In Griffith's Intro to QM Problem 1.5, I'm asked to normalize the wave function:
$\psi ( x,t) =Ae^{-\lambda |x|} e^{-i\omega t}$ (where $A$, $\lambda$ and $\omega$ are positive, real constants)
I know that this means solving for $A$ where:
$1=\int |\psi |^{2} dx$
According to the solutions this reduces to:
$2|A|^{2}\int ^{\infty }_{0} e^{-2\lambda x}dx$
...but I don't understand why!
1) Why does the $e^{-i\omega t}$ term disappear? Is it because $t$ is (treated as) constant? (If it was considered to be $0$, that would explain it, but that seems unreasonable given the definition of $\psi$?)
2) Is the 0 - $\infty$ limit of the integral due to the $|x|$ in the exponent?

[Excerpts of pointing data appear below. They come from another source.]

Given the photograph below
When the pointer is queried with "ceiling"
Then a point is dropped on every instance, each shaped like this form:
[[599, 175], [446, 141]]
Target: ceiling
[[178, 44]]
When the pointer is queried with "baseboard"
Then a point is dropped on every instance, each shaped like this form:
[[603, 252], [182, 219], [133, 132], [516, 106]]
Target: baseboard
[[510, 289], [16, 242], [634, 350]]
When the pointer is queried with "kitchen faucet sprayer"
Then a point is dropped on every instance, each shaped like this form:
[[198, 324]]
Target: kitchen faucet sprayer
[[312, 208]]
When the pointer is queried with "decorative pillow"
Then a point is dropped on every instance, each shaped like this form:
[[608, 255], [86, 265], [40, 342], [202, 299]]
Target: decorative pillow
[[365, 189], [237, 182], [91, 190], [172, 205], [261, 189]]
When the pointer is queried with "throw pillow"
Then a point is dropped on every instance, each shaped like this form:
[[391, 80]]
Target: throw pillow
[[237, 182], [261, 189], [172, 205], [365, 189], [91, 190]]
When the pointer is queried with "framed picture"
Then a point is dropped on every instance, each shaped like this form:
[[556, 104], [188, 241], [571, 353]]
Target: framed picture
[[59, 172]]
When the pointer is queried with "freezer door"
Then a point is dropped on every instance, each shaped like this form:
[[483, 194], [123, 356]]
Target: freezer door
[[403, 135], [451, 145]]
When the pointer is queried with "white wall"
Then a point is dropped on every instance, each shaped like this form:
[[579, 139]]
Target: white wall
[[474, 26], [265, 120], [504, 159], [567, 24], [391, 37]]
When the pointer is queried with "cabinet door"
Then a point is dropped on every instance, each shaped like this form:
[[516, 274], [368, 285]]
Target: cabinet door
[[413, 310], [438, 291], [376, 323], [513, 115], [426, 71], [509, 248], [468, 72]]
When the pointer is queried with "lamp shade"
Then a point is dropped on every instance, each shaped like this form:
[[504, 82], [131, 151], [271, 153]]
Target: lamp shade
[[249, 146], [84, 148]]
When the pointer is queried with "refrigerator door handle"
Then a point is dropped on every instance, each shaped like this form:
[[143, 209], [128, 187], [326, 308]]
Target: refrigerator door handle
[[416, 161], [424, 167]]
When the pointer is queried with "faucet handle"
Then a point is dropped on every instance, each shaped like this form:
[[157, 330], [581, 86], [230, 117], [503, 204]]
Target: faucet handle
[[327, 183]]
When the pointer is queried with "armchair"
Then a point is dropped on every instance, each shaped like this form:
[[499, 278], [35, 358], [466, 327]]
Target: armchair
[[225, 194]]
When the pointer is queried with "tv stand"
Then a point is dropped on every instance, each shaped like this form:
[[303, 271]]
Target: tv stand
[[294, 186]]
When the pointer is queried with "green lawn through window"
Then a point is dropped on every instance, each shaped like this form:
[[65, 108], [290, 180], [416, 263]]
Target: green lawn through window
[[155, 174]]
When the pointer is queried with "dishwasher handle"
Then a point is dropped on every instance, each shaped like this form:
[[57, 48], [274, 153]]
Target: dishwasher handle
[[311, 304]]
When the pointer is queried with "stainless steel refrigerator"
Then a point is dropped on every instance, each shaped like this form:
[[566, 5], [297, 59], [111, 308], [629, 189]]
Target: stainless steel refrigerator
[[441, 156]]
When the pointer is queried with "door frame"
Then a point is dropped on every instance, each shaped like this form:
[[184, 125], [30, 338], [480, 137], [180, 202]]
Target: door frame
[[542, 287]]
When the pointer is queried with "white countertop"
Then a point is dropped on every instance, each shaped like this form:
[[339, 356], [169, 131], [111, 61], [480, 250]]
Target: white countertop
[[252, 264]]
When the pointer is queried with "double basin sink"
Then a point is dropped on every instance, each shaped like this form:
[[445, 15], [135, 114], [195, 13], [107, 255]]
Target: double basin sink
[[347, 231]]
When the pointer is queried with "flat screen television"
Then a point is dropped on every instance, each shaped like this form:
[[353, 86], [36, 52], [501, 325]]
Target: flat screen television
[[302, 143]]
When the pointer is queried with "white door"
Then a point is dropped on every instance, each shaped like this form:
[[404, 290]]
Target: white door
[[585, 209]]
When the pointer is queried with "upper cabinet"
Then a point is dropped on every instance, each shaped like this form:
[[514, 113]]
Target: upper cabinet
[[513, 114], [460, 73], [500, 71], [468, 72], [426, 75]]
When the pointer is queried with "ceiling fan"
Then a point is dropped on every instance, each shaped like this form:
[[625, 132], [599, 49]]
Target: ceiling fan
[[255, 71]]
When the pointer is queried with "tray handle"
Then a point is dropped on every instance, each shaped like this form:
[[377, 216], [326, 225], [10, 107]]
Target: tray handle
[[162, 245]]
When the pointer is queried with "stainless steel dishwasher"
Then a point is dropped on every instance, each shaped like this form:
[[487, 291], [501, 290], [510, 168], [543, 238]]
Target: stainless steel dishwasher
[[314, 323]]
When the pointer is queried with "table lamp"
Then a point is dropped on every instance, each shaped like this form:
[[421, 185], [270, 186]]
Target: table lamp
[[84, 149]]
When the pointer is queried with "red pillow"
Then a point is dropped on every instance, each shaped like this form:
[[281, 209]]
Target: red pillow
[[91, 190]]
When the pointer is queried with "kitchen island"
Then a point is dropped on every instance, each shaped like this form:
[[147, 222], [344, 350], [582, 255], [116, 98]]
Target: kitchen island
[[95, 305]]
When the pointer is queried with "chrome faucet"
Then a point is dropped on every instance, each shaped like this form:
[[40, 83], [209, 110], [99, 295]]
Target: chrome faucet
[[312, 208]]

$$\int_{-\infty}^{\infty} |\psi|^2 \, \text{d}x = \int_{-\infty}^{\infty} |Ae^{- \lambda |x|}|^2\cdot|e^{-i \omega t}|^2 \, \text{d}x = \int_{-\infty}^{\infty} |A|^2e^{-2\lambda |x|} \, \text{d}x$$ Since, $e^{-i \omega t}$ is a number with magnitude $1$(try Euler's formula). Now,
$$\int_{-\infty}^{\infty} |A|^2e^{-2\lambda |x|} \, \text{d}x = |A|^2 \int_{-\infty}^{\infty} e^{-2\lambda |x|} \, \text{d}x = 2|A|^2 \int_{0}^{\infty} e^{-2\lambda x} \, \text{d}x$$ By symmetry, replacing $|x| \mapsto x$ and considering the integral on $(0,\infty)$.